URI: 
       # taz.de -- Religiöse Identität und Asyl: Ist der Glaube auch stark genug?
       
       > Verwaltungsgerichte dürfen prüfen, ob der Glaube von Asylbewerbern an das
       > Christentum „identitätsprägend“ ist, entschieden die Verfassungsrichter.
       
   IMG Bild: Staatliche Neutralität sei nicht verletzt, wenn Gerichte die „Intensität“ von Glaubensgeboten prüfen
       
       Freiburg taz | Nicht jeder zum Christentum konvertierte Iraner hat Anspruch
       auf Asyl in Deutschland. Verwaltungsgerichte dürfen prüfen, ob der neue
       Glaube auch „identitätsprägend“ ist. Dies entschied das
       Bundesverfassungsgericht.
       
       Geklagt hatte ein Iraner, der 2010 nach Deutschland kam. Seinen Asylantrag
       begründete er zunächst mit der Teilnahme an regimekritischen
       Demonstrationen. Später berief er sich auf seinen Übertritt zum
       christlichen Glauben. Im Iran drohe ihm deshalb Verfolgung.
       
       Das Verwaltungsgericht Stuttgart billigte ihm 2013 einen Asylanspruch zu.

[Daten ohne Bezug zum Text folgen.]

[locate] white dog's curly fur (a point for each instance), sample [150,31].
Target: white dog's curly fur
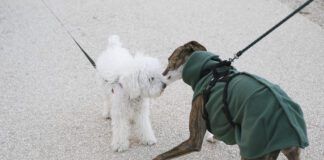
[129,81]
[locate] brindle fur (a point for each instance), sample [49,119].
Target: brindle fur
[197,124]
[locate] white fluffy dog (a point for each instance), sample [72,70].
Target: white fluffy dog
[130,81]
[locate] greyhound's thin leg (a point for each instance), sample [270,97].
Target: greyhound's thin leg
[271,156]
[197,127]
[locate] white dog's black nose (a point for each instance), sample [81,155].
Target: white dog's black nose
[163,85]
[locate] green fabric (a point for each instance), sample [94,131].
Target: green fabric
[269,119]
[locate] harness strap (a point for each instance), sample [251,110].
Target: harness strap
[225,95]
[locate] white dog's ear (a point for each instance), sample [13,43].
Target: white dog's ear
[131,85]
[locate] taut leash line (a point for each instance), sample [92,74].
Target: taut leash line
[68,32]
[238,54]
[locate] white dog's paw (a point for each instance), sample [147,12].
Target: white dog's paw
[211,139]
[120,147]
[149,141]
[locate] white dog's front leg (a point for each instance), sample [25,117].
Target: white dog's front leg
[143,124]
[120,124]
[106,107]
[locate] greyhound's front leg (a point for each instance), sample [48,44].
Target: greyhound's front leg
[197,128]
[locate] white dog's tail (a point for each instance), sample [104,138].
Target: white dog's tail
[114,41]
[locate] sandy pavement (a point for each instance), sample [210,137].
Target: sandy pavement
[50,101]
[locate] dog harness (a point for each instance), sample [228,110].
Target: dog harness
[244,109]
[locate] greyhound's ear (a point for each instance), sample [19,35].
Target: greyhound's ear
[195,46]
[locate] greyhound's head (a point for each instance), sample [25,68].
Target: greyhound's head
[178,59]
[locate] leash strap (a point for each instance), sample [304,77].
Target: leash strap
[238,54]
[67,31]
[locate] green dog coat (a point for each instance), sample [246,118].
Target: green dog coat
[268,120]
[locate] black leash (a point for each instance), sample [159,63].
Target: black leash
[75,41]
[220,77]
[238,54]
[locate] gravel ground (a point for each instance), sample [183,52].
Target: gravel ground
[50,101]
[315,11]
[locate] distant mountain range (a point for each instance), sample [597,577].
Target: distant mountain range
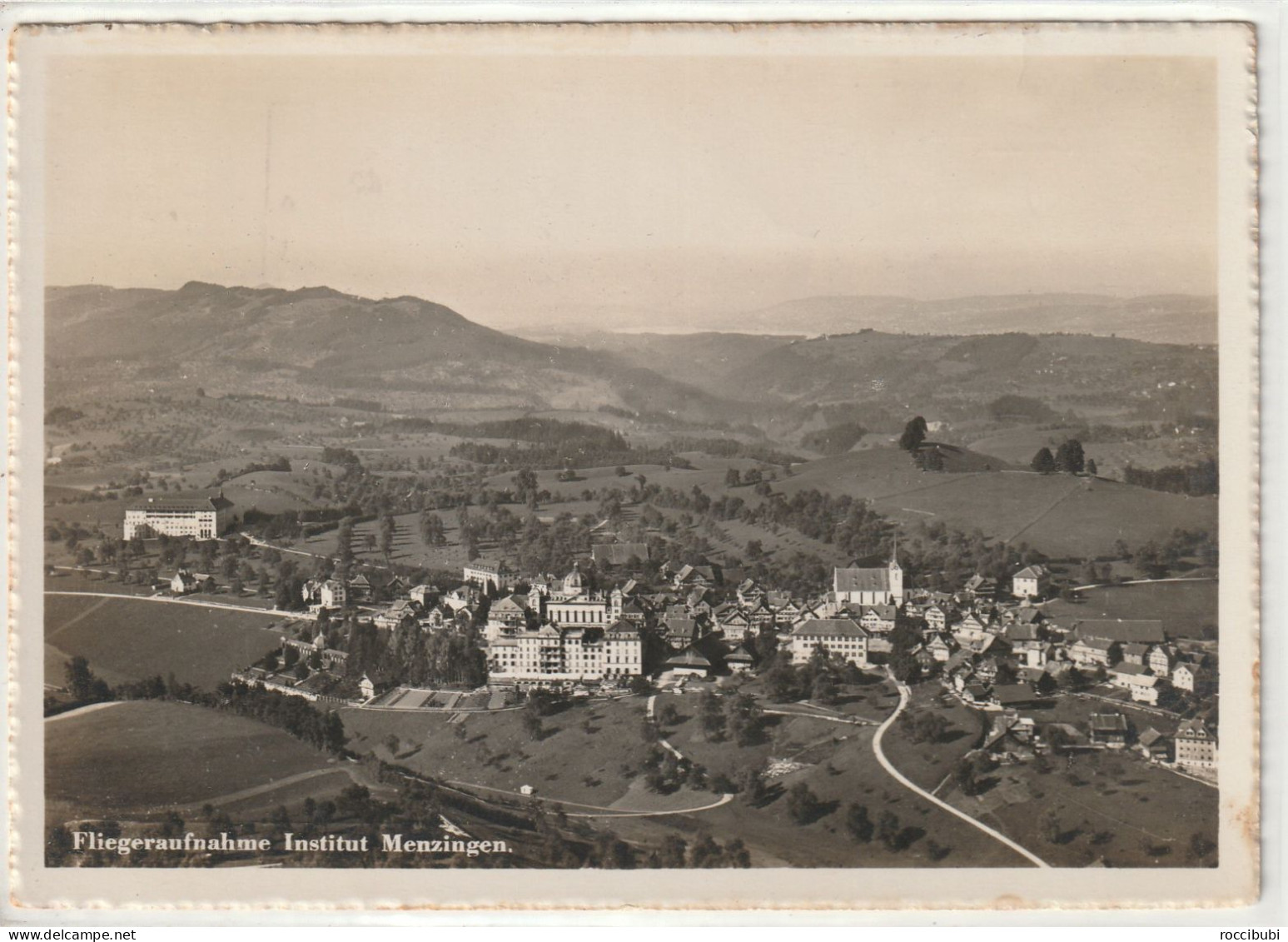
[1161,318]
[315,339]
[420,356]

       Die Kenntnisse vom Christentum hätten zwar nur angelernt gewirkt. Es sei
       jedoch einem staatlichen Gericht verwehrt, die Taufentscheidung einer
       Pfarrerin zu hinterfragen. Höhere Instanzen hoben dieses Urteil wieder auf
       und verweigerten das Asyl. Dagegen erhob der Iraner Verfassungsbeschwerde.
       
       Das Bundesverfassungsgericht lehnte nun die Klage ab und traf eine klare
       Unterscheidung. Danach dürfen staatliche Gerichte die Wirksamkeit einer
       Taufe nicht in Frage stellen – auch dann nicht, wenn es Anzeichen für
       taktische Überlegungen und Oberflächlichkeit gibt. Hier habe der Staat das
       Selbstbestimmungsrecht der Kirchen zu achten.
       
       ## Prägend oder nicht
       
       Dagegen sei die Asylentscheidung vom Staat zu treffen und nicht von den
       Kirchen, so die Verfassungsrichter. Gerichte dürften daher prüfen, ob der
       neue Glaube für die religiöse Identität des Flüchtlinges prägend ist oder
       nicht. Die Pflicht zu staatlicher Neutralität sei nicht verletzt, wenn
       Gerichte die „Intensität“ der Verbindlichkeit von Glaubensgeboten
       überprüfen.
       
       Hierbei könnten Kenntnisse über Glaubensinhalte nur ein Indiz sein. Auch
       die Fähigkeit, die Hinwendung zum neuen Glauben zu erläutern, habe nur
       Indizwirkung. Erforderlich sei eine Gesamtschau im Einzelfall. Die
       Karlsruher Richter bestätigten damit im Kern ein Urteil des
       Bundesverwaltungsgerichts von 2013.
       
       Im Fall des Iraners war schon die Verfassungsbeschwerde zu schlecht
       begründet und daher unzulässig. Er kann aber noch Abschiebehindernisse
       geltend machen.
       
       Die Evangelische Kirche in Deutschlands und die Freikirchen hatten in einer
       Handhabung „zum [1][Umgang mit Taufbegehren] von Asylsuchenden“ 2013
       kritisiert, dass Gerichte die religiöse Identität von Asylsuchenden prüfen.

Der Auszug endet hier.